In the context of Afghanistan where the conflict is on-going, however, this balancing act become that much more complex since development and humanitarian assistance are inextricably linked with the military objecitves of the United States and its NATO allies. This nexus between security and development means that short-term security objectives may trump short-term and especially long-term development objectives.
In other words, there is an inherent tension between the need to provide quick development projects that can "win the hearts and minds" of the popualtion which is central to the COIN effort and the need to craft long-term, sustainable development.

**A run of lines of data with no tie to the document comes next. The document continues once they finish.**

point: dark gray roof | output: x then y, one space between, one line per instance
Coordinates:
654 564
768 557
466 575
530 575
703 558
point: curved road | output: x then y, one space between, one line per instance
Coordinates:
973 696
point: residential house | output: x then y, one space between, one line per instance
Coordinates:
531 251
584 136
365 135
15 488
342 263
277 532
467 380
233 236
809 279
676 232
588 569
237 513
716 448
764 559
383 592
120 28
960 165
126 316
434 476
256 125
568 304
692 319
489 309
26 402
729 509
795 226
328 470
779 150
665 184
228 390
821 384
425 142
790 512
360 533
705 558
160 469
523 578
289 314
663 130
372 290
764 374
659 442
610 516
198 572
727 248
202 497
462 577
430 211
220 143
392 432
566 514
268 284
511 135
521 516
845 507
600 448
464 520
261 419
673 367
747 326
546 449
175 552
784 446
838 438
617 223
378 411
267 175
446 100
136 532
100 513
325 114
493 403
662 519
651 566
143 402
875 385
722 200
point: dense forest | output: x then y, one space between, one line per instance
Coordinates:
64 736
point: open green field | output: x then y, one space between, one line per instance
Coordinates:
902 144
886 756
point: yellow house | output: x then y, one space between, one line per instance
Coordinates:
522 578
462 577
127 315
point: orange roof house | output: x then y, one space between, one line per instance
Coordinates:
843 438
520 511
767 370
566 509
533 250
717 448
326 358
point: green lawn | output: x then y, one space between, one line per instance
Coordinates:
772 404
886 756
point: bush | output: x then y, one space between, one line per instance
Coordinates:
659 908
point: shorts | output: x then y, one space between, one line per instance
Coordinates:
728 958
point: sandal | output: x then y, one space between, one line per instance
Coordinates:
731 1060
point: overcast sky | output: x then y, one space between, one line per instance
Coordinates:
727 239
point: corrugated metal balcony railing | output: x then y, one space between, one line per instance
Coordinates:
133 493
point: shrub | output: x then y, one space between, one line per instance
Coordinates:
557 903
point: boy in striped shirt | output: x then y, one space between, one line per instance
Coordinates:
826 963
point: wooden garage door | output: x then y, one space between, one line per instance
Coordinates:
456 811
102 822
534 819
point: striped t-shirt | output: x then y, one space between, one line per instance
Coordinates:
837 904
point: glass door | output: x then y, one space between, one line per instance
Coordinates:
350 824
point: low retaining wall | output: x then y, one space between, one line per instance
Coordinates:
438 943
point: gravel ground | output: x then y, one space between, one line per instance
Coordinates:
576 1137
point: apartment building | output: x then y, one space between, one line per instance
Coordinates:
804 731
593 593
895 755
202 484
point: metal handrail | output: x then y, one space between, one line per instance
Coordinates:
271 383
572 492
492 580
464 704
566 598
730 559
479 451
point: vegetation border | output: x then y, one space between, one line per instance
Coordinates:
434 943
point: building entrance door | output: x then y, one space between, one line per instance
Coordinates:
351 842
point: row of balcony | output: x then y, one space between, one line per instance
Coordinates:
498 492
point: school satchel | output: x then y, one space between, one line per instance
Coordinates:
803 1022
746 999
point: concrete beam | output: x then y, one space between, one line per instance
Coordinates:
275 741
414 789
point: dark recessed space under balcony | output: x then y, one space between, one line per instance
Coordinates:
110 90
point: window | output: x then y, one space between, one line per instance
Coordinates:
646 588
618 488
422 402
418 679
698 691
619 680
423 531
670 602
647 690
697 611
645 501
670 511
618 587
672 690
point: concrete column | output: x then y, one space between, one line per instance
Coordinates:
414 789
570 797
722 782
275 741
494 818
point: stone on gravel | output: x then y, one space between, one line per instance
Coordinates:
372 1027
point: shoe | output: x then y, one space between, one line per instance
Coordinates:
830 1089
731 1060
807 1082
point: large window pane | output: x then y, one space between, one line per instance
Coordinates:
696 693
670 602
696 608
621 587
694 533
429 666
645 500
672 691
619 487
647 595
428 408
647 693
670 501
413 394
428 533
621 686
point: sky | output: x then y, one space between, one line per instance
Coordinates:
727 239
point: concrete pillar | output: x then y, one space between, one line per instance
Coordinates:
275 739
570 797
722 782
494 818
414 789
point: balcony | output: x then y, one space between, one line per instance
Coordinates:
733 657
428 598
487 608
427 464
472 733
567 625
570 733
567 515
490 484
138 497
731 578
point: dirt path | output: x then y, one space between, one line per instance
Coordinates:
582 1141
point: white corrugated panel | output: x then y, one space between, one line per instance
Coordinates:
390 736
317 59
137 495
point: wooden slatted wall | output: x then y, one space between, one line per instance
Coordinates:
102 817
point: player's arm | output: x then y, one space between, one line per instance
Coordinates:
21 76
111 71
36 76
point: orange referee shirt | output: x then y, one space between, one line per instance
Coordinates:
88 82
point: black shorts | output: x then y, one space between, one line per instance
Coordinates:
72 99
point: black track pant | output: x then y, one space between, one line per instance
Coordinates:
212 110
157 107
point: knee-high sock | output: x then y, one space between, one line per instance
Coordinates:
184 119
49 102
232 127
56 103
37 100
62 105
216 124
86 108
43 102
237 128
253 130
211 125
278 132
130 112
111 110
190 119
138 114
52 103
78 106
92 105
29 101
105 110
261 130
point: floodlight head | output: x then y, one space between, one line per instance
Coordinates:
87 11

This paper, argues that a key challenge that COIN efforts will face is how to draw on the best practices of development and post-conflict reconstruction work that point to key role that local capacity-building and lccoal owership of development efforts in ensuring sustainable development. Despite the existence of these best practices, translating this knolwedge into effective programming in post-conflict reconstruction has frequently not met the expectations of the local communities. All to often, reconstruction, reconciliation, and peace-building projects have been designed and implemented by international donors in ways that reflect their priorities, preferences, and values rather than those of local communities. As a consequence, local communities do not always feel that they have been sufficiently consulted during the process of design and implementation. Without such consultaitons and community input, many projects, however, well-intentioned, remain alien and disconnected from the needs and realities of ordinary people. By examining public opinion data from Afghanistan, this paper argues that in a case like Afghanistan, where the development process is so closely linked to miltiary objectives, this lack of local ownership of development is even more pronounced. This in turn has deteriminetal impact on launching sustainable development programs.